Orta Vadeli Program ile yapılmak istenen yeni sistem hayata geçerse; kıdem tazminatı işten ayrılırken değil, emeklilik döneminde alınacak. Çalışanlar 60 yaşına kadar işten ayrılırlarsa, kıdem tazminatının yarısını bir defaya mahsus olmak üzere alabilecekler. Kalan yarısını ise 60 yaşına gelip emeklilik şartlarını yerine getirdikten sonra alabilecekler. Bir gün çalışanın bile tazminat hakkı olacak, para ise ancak emekli olunursa alınacak. Halen uygulanmakta olan Otomatik Katılım Sistemi (Otomatik BES) ikinci basamak emeklilik sistemine dönüşecek, işverenlerin katkısıyla çalışanlar için tamamlayıcı emeklilik sistemi uygulamaya konulacak.
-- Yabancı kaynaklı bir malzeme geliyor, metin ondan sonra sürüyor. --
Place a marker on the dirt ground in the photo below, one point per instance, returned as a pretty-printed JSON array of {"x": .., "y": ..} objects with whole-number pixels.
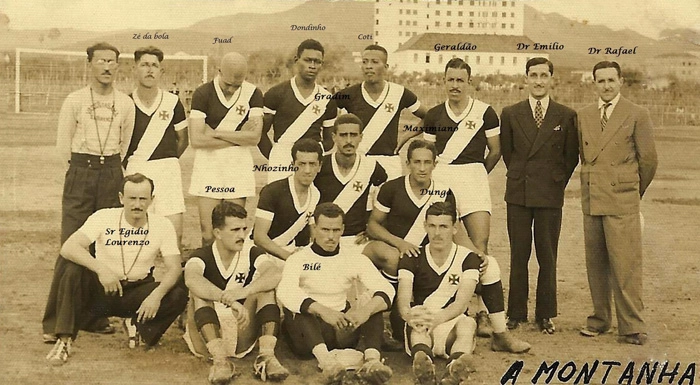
[{"x": 30, "y": 191}]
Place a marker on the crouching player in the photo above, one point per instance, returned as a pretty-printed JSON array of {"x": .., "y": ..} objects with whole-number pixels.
[
  {"x": 233, "y": 301},
  {"x": 433, "y": 294},
  {"x": 317, "y": 316}
]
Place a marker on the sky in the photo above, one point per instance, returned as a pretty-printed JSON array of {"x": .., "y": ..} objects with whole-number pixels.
[{"x": 647, "y": 17}]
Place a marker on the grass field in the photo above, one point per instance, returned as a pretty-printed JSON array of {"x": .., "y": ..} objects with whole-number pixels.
[{"x": 30, "y": 192}]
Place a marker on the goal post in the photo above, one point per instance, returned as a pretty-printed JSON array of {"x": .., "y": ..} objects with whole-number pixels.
[{"x": 49, "y": 75}]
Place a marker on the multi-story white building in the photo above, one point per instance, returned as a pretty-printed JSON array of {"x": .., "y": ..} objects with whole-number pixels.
[
  {"x": 485, "y": 54},
  {"x": 396, "y": 21}
]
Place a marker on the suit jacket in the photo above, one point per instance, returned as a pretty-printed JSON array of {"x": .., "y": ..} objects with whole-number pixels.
[
  {"x": 539, "y": 161},
  {"x": 618, "y": 164}
]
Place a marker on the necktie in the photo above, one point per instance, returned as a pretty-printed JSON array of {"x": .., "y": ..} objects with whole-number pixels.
[
  {"x": 539, "y": 117},
  {"x": 604, "y": 119}
]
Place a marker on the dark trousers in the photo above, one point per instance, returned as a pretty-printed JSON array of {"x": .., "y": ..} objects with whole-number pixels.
[
  {"x": 305, "y": 331},
  {"x": 89, "y": 186},
  {"x": 80, "y": 293},
  {"x": 546, "y": 223}
]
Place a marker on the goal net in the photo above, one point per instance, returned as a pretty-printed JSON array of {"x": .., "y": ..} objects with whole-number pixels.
[{"x": 43, "y": 78}]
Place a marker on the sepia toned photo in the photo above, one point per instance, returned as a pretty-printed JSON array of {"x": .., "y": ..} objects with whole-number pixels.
[{"x": 349, "y": 192}]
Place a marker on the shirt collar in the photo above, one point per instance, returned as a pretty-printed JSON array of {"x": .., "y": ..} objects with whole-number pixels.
[{"x": 533, "y": 103}]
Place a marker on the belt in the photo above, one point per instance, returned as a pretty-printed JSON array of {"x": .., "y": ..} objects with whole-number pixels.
[{"x": 94, "y": 161}]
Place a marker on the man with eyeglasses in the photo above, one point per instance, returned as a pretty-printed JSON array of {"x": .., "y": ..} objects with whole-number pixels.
[{"x": 94, "y": 130}]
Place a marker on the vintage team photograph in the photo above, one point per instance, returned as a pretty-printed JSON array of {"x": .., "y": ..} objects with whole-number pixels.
[{"x": 349, "y": 192}]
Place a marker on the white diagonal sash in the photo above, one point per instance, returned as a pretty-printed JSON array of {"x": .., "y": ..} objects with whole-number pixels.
[
  {"x": 381, "y": 118},
  {"x": 464, "y": 134},
  {"x": 349, "y": 194},
  {"x": 307, "y": 117},
  {"x": 156, "y": 128},
  {"x": 288, "y": 236},
  {"x": 233, "y": 119},
  {"x": 446, "y": 290},
  {"x": 416, "y": 233}
]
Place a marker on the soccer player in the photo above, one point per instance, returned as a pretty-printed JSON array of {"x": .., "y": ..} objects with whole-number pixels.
[
  {"x": 232, "y": 284},
  {"x": 396, "y": 222},
  {"x": 119, "y": 281},
  {"x": 160, "y": 137},
  {"x": 298, "y": 108},
  {"x": 434, "y": 291},
  {"x": 378, "y": 103},
  {"x": 462, "y": 128},
  {"x": 285, "y": 206},
  {"x": 313, "y": 291},
  {"x": 225, "y": 121},
  {"x": 94, "y": 131},
  {"x": 346, "y": 177}
]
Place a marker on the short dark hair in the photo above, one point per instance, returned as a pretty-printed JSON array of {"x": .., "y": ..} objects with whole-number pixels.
[
  {"x": 459, "y": 64},
  {"x": 442, "y": 208},
  {"x": 537, "y": 61},
  {"x": 377, "y": 47},
  {"x": 101, "y": 46},
  {"x": 309, "y": 44},
  {"x": 307, "y": 145},
  {"x": 348, "y": 119},
  {"x": 150, "y": 50},
  {"x": 328, "y": 210},
  {"x": 137, "y": 178},
  {"x": 420, "y": 143},
  {"x": 607, "y": 64},
  {"x": 224, "y": 210}
]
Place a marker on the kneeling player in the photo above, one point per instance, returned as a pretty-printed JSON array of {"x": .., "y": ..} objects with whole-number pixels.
[
  {"x": 232, "y": 273},
  {"x": 317, "y": 316},
  {"x": 441, "y": 282}
]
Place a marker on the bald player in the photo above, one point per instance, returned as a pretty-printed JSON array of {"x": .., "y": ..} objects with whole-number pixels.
[{"x": 226, "y": 120}]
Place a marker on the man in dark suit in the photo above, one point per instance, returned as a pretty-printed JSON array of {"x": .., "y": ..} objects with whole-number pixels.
[
  {"x": 540, "y": 149},
  {"x": 618, "y": 162}
]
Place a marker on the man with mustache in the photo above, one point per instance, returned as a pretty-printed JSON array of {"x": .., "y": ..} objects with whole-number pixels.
[
  {"x": 225, "y": 122},
  {"x": 295, "y": 109},
  {"x": 94, "y": 131},
  {"x": 160, "y": 137},
  {"x": 378, "y": 103},
  {"x": 119, "y": 280},
  {"x": 285, "y": 206},
  {"x": 618, "y": 163},
  {"x": 434, "y": 292},
  {"x": 346, "y": 177},
  {"x": 232, "y": 284},
  {"x": 539, "y": 142}
]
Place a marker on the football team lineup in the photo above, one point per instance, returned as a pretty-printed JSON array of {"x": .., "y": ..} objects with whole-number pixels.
[{"x": 362, "y": 208}]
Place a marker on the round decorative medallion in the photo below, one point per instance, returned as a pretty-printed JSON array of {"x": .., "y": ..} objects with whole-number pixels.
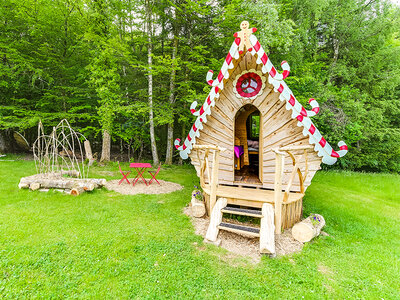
[{"x": 249, "y": 84}]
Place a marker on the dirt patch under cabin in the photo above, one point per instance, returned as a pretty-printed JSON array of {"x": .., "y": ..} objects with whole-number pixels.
[{"x": 242, "y": 246}]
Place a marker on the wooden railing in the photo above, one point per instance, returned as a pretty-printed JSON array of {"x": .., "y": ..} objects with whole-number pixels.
[
  {"x": 279, "y": 165},
  {"x": 205, "y": 165}
]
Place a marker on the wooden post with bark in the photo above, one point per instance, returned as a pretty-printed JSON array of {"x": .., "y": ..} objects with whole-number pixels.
[{"x": 278, "y": 197}]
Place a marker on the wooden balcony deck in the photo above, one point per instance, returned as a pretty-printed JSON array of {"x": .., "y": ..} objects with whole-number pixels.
[{"x": 250, "y": 196}]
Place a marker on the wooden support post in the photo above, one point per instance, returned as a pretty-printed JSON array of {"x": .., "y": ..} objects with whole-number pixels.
[
  {"x": 215, "y": 220},
  {"x": 267, "y": 228},
  {"x": 214, "y": 179},
  {"x": 88, "y": 151},
  {"x": 279, "y": 163}
]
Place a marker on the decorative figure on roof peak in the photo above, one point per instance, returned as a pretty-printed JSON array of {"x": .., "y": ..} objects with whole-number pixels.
[{"x": 243, "y": 36}]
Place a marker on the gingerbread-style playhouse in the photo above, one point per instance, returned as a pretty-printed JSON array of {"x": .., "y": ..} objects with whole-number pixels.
[{"x": 254, "y": 146}]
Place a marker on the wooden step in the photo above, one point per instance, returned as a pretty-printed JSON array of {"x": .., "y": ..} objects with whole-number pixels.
[
  {"x": 242, "y": 211},
  {"x": 247, "y": 230},
  {"x": 249, "y": 194}
]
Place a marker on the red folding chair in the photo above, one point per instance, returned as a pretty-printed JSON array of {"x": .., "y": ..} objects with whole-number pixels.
[
  {"x": 125, "y": 175},
  {"x": 154, "y": 175}
]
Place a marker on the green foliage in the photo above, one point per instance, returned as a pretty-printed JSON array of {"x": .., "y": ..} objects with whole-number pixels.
[
  {"x": 106, "y": 245},
  {"x": 87, "y": 61}
]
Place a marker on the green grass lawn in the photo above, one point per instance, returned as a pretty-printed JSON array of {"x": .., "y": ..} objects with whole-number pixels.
[{"x": 106, "y": 245}]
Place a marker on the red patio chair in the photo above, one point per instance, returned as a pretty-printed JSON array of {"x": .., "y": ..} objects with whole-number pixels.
[
  {"x": 124, "y": 174},
  {"x": 154, "y": 175}
]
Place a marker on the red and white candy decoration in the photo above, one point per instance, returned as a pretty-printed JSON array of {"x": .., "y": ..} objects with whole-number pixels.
[{"x": 329, "y": 156}]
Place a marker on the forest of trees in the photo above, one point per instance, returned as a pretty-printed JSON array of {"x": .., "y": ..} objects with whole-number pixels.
[{"x": 125, "y": 72}]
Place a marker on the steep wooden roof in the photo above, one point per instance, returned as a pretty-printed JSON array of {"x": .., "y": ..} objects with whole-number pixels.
[{"x": 303, "y": 116}]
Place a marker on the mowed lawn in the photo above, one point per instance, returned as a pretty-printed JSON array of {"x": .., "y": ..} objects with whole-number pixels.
[{"x": 106, "y": 245}]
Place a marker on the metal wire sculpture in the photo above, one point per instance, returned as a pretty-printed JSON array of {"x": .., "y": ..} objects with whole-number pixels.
[{"x": 60, "y": 152}]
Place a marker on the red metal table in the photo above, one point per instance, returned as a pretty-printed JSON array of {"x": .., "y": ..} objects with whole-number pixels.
[{"x": 140, "y": 168}]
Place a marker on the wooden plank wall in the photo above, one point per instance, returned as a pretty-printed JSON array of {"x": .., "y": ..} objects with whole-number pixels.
[{"x": 278, "y": 130}]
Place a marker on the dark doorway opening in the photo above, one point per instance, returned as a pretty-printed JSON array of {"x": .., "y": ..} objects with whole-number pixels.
[{"x": 247, "y": 137}]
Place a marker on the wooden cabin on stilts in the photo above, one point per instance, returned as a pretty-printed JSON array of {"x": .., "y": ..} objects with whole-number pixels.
[{"x": 254, "y": 146}]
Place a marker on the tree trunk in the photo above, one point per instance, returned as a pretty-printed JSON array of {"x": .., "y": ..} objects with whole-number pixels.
[
  {"x": 63, "y": 183},
  {"x": 106, "y": 147},
  {"x": 170, "y": 130},
  {"x": 150, "y": 63}
]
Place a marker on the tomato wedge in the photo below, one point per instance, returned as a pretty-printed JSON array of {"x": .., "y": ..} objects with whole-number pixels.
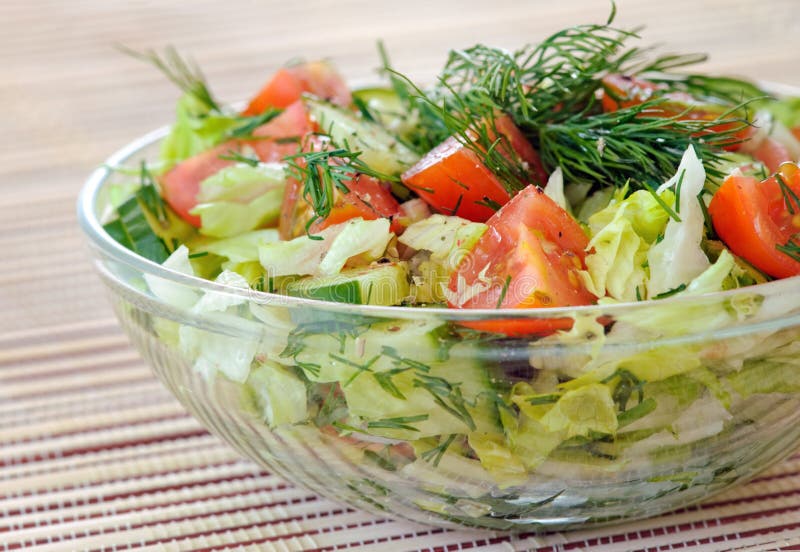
[
  {"x": 288, "y": 84},
  {"x": 528, "y": 258},
  {"x": 367, "y": 198},
  {"x": 622, "y": 91},
  {"x": 272, "y": 142},
  {"x": 454, "y": 180},
  {"x": 755, "y": 219}
]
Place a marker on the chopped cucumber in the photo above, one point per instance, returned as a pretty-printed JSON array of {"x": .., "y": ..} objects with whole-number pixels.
[
  {"x": 385, "y": 284},
  {"x": 279, "y": 395},
  {"x": 381, "y": 150}
]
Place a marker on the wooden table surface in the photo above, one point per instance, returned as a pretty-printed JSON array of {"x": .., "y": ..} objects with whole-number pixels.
[{"x": 94, "y": 453}]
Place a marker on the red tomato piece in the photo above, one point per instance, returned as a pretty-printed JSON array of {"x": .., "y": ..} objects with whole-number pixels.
[
  {"x": 181, "y": 184},
  {"x": 453, "y": 179},
  {"x": 288, "y": 84},
  {"x": 528, "y": 258},
  {"x": 754, "y": 219}
]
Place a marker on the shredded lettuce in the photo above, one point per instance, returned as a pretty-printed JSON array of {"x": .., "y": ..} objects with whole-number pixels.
[
  {"x": 173, "y": 293},
  {"x": 622, "y": 234},
  {"x": 215, "y": 351},
  {"x": 588, "y": 408},
  {"x": 279, "y": 394}
]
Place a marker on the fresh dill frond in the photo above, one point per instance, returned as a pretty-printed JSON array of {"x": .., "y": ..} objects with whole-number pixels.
[
  {"x": 636, "y": 146},
  {"x": 184, "y": 73},
  {"x": 326, "y": 172},
  {"x": 728, "y": 91}
]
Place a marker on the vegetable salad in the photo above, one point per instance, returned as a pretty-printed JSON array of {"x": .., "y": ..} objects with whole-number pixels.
[{"x": 577, "y": 171}]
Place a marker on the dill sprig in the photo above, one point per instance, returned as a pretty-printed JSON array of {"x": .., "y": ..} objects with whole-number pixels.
[
  {"x": 324, "y": 172},
  {"x": 184, "y": 73},
  {"x": 632, "y": 145},
  {"x": 729, "y": 91},
  {"x": 791, "y": 249}
]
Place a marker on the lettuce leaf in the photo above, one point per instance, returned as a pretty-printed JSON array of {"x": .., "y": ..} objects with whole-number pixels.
[
  {"x": 195, "y": 130},
  {"x": 241, "y": 248},
  {"x": 240, "y": 198},
  {"x": 678, "y": 258},
  {"x": 303, "y": 255}
]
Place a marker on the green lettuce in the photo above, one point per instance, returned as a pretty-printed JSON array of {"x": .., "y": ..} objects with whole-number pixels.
[
  {"x": 196, "y": 129},
  {"x": 240, "y": 198},
  {"x": 678, "y": 258}
]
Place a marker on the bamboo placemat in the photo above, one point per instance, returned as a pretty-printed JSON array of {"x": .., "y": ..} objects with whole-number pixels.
[{"x": 94, "y": 453}]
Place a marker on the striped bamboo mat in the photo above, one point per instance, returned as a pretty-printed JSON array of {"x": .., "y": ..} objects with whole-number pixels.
[{"x": 94, "y": 453}]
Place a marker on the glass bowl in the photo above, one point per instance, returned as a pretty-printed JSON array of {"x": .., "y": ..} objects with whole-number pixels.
[{"x": 637, "y": 409}]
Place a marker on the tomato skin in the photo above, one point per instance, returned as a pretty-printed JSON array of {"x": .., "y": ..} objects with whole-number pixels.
[
  {"x": 453, "y": 179},
  {"x": 287, "y": 85},
  {"x": 753, "y": 218},
  {"x": 528, "y": 258},
  {"x": 181, "y": 184}
]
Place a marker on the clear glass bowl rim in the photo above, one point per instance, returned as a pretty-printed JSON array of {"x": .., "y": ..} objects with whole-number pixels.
[{"x": 92, "y": 226}]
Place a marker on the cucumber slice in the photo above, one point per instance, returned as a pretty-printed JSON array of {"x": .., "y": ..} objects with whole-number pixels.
[
  {"x": 381, "y": 150},
  {"x": 385, "y": 284}
]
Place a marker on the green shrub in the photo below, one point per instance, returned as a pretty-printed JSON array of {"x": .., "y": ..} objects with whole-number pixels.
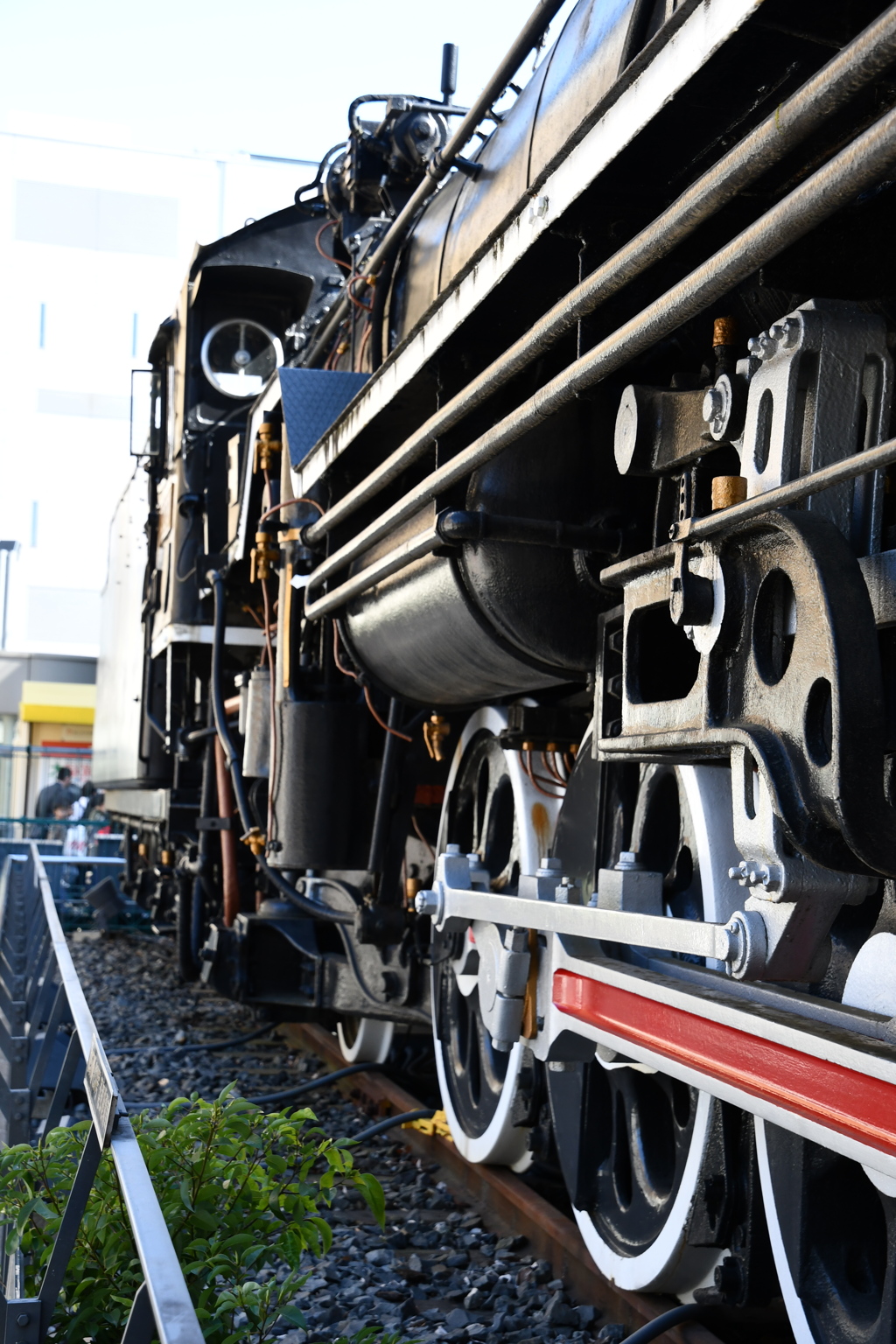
[{"x": 238, "y": 1190}]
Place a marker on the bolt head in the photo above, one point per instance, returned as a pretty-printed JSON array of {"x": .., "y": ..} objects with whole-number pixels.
[
  {"x": 712, "y": 405},
  {"x": 426, "y": 902}
]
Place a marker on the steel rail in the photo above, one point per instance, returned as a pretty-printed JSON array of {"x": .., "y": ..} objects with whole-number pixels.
[
  {"x": 850, "y": 70},
  {"x": 833, "y": 186},
  {"x": 442, "y": 162}
]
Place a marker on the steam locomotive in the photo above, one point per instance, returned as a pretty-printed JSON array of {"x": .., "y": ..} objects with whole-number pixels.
[{"x": 501, "y": 629}]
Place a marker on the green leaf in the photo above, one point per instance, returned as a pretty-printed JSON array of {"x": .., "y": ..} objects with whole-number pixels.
[
  {"x": 293, "y": 1314},
  {"x": 373, "y": 1193}
]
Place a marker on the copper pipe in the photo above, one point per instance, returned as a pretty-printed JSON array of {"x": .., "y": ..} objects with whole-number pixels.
[{"x": 226, "y": 809}]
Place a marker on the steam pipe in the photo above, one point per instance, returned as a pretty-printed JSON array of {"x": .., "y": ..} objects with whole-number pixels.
[
  {"x": 313, "y": 909},
  {"x": 833, "y": 186},
  {"x": 230, "y": 882},
  {"x": 441, "y": 163},
  {"x": 853, "y": 67}
]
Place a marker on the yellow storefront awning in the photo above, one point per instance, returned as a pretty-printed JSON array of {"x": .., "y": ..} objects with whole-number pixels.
[{"x": 57, "y": 702}]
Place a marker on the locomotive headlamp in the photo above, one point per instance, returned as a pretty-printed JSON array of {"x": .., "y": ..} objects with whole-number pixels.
[{"x": 240, "y": 356}]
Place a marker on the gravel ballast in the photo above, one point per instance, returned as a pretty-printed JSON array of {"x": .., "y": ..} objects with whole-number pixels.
[{"x": 436, "y": 1273}]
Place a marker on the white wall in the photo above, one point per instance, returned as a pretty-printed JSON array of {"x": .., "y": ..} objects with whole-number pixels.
[{"x": 94, "y": 242}]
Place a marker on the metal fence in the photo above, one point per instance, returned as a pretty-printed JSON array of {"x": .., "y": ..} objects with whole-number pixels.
[{"x": 47, "y": 1037}]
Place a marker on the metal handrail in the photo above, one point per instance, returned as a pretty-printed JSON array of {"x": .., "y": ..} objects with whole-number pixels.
[{"x": 40, "y": 995}]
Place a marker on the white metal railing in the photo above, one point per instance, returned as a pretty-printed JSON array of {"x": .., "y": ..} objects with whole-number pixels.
[{"x": 42, "y": 1002}]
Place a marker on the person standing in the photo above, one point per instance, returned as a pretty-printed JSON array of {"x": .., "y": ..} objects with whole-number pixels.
[{"x": 57, "y": 794}]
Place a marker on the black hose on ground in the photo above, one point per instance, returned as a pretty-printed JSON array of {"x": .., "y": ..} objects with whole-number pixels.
[
  {"x": 653, "y": 1329},
  {"x": 312, "y": 909},
  {"x": 373, "y": 1130},
  {"x": 290, "y": 1092}
]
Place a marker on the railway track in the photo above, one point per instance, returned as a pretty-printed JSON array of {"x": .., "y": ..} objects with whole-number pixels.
[
  {"x": 117, "y": 972},
  {"x": 504, "y": 1199}
]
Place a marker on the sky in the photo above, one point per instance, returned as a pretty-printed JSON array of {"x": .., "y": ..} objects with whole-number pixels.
[{"x": 225, "y": 75}]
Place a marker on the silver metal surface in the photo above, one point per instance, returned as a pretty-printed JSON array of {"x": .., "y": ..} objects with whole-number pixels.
[
  {"x": 454, "y": 906},
  {"x": 821, "y": 195},
  {"x": 256, "y": 727},
  {"x": 38, "y": 967},
  {"x": 852, "y": 67}
]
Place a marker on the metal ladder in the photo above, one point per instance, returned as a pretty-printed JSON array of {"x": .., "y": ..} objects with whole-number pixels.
[{"x": 40, "y": 1002}]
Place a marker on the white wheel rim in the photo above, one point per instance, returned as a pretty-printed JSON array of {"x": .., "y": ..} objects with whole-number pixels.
[
  {"x": 669, "y": 1264},
  {"x": 373, "y": 1042},
  {"x": 798, "y": 1323},
  {"x": 501, "y": 1143}
]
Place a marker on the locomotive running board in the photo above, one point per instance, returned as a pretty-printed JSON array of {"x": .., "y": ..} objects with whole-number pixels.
[{"x": 830, "y": 1083}]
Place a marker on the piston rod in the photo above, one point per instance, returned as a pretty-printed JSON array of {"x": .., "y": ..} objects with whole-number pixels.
[
  {"x": 853, "y": 67},
  {"x": 835, "y": 185}
]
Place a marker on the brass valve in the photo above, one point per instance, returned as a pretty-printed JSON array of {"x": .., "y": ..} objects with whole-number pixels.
[
  {"x": 263, "y": 556},
  {"x": 256, "y": 840},
  {"x": 265, "y": 448},
  {"x": 434, "y": 734}
]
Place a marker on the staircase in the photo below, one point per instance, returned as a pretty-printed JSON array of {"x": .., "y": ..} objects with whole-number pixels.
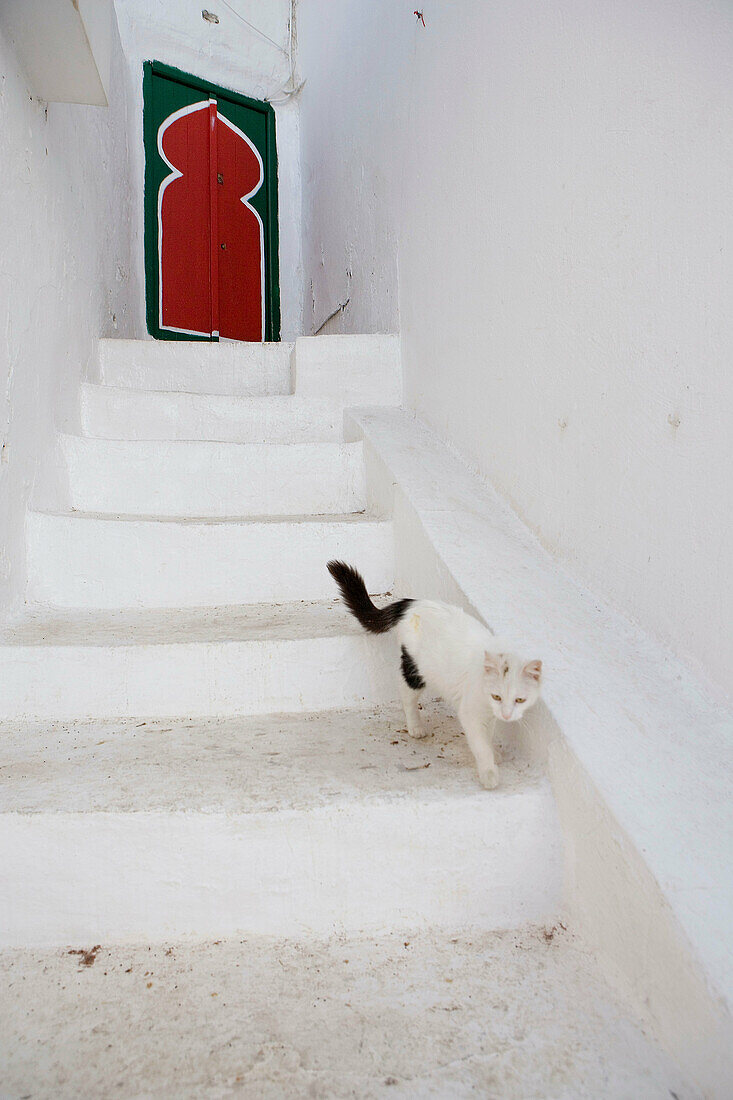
[{"x": 199, "y": 743}]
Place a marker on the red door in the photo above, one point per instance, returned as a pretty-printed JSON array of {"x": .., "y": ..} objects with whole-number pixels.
[{"x": 211, "y": 228}]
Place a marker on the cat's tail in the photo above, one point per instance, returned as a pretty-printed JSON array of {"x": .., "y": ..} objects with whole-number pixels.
[{"x": 354, "y": 595}]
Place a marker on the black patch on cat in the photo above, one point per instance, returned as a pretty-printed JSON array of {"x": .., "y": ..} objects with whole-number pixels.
[
  {"x": 411, "y": 672},
  {"x": 354, "y": 595}
]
OVP ile öngörülen yeni tazminat sistemi, iş ve sosyal güvenlik hukuku açısından önemli değişikliklere yol açacak olumlu bir düzenleme olarak görülüyor. Bu sistem, çalışanların emeklilik planlarını ve işverenler için ise maliyetleri önemli ölçüde etkileyecek. Tamamlayıcı emeklilik sisteminin çalışanlar için zorunlu tutulup tutulmayacağı ve mevcut kıdem tazminatı sisteminin yerini tutup tutmayacağı konusu ise, şimdilik belirsiz olduğundan iş ve sosyal güvenlik alanında yeni tartışmalara da yol açacaktır.

Mevcut kıdem tazminat sistemi çözüm bekliyor

Yürürlükte bulunan kıdem tazminatı sistemi hakkında gerek mevzuat ve gerekse uygulamadaki sorunlar nedeniyle söylenecek çok şey var, ancak burada mevcut uygulamaya kısaca değineceğiz. 4857 sayılı İş Kanunu’na göre kıdem tazminatı; işverence çalışana belli koşulların sağlanması halinde işyerinde çalıştığı süre boyunca kıdeminin karşılığı olarak her yıl için bir brüt maaş tutarında ödenen tazminattır.

Kıdem tazminat gelir vergisinden muaf olup sadece damga vergisine tabidir. 2023 yılı 2. Dönemi için (31/12/2023’e kadar) kıdem tazminatı tavanı Hazine ve Maliye Bakanlığı tarafından 23.489,83 TL olarak açıklanmış bulunuyor. Bir işçinin kıdem tazminatına hak kazanabilmesi için aynı işverenin işyeri veya işyerlerinde en az 1 yıl sürekli çalışması gerekir. İşçi 5 yıllık zamanaşımı süresi içinde kıdem tazminatı talebiyle dava açmadığı takdirde haklı gerekçeler yoksa bu hakkından mahrum kalır.

Altmış yıla yakın bir süreden beri ülkemizde kıdem tazminatı bir sorun olarak tartışılmaktadır. Bu süre içinde sorunun çözümü için çok sayıda çözüm önerisi ortaya atılmış, tartışılmış, hatta sırf bu sorunu görüşmek üzere çalışma meclisleri toplanmıştır. Çözüm önerileri arasında üzerinde en fazla durulan; bu tazminatın devlet güvencesi altında, işverenlerin sorumluluğunda bir fondan karşılanmasıdır.

Kıdem tazminatı konusunda bir reform niteliğinde bir düzenlemeye ihtiyaç vardır. Öngörülen yeni sistemle ilgili; işçi ve işveren kesiminden bazı eleştiriler olmasına rağmen, sistemin hayata geçmesiyle eski sistemden daha sağlıklı ve avantajlı bir sitem olduğu görülüyor. Burada iki önemli husus çok önemlidir. Birincisi; eski hakların nasıl korunacağı, ikincisi ise, bundan sonrası için eski çalışanlar ile yeni işe girenler arasındaki intibakın nasıl sağlanacağıdır. İşveren ve işçi kesiminin ve kamuoyunda konuyu işleyenlerin çalışmayı yakından takip ederek sağlıklı ve uygulanabilir görüş ve önerileri dile getirmeleri gerekiyor.